Une visite de ces lieux chargés de la mémoire des siècles, où désormais la tradition épouse la modernité dans des noces patrimoniales, augure d’une radieuse destinée.
Ce trait d’union entre le passé et l’avenir nous conduisit à Moriani où nous étions conviés par Marc Nicolaï, directeur de la Communauté de communes à un exposé sur l’action de cette collectivité au sein de la Costa Verde.
Fruit de l’action entreprenante de Marc Olivesi, son regretté Président, ce regroupement s’étend du pont de Folelli à San Giuliano et regroupe quatorze communes dans un bassin de neuf mille habitants. Créé il y a sept ans sur un territoire peu organisé, il a mené des actions d’investissements structurants et de développement économique visant à faire croître les activités et donc l’emploi sur le territoire. Ainsi, des projets ambitieux dans les domaines sportifs, patrimoniaux et touristiques virent le jour, injectant plus de sept millions d’euros dans l’économie locale. Depuis 2006, l’action est plus particulièrement orientée dans les services à la population : eau, assainissement, urbanisme, gestion des déchets.

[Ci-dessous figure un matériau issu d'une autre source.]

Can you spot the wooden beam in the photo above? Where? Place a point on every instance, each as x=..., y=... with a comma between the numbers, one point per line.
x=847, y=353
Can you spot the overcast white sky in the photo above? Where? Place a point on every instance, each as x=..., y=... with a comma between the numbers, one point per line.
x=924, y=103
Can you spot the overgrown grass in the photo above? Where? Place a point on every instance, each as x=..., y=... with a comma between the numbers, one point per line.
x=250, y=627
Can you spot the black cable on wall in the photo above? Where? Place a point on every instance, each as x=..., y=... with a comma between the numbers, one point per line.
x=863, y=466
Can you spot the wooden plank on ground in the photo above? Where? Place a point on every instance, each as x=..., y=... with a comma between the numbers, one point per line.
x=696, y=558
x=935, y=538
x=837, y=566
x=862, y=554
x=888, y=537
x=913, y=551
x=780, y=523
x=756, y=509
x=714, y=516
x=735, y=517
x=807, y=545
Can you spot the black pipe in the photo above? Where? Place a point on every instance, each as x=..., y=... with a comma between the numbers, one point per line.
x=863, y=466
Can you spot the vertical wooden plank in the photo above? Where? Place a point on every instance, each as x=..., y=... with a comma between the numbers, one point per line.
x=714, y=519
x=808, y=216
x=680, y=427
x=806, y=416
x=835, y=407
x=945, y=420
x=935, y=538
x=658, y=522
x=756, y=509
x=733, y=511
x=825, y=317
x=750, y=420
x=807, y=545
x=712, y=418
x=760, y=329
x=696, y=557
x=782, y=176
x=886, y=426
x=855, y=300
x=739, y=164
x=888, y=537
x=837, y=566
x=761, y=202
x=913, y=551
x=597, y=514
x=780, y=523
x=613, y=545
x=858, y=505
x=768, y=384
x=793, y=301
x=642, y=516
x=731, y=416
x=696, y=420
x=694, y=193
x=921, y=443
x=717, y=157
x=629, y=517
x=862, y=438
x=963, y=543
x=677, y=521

Aujourd’hui, la Communauté de communes entreprend une harmonisation d’actions avec les bassins de vie limitrophes de la Castagniccia et de la Casinca.

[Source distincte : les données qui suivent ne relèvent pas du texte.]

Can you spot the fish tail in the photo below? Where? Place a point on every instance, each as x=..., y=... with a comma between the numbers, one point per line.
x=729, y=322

Nul doute qu’avec un office du tourisme dynamique, une participation active des socioprofessionnels et des membres de la société civile aux prises de décision, le développement équilibré et consensuel de la Costa Verde perdurera dans son cercle vertueux.
Les Amis du Parc se saluèrent en se donnant rendez-vous le 30 septembre à Ghisoni, pour évoquer la politique forestière.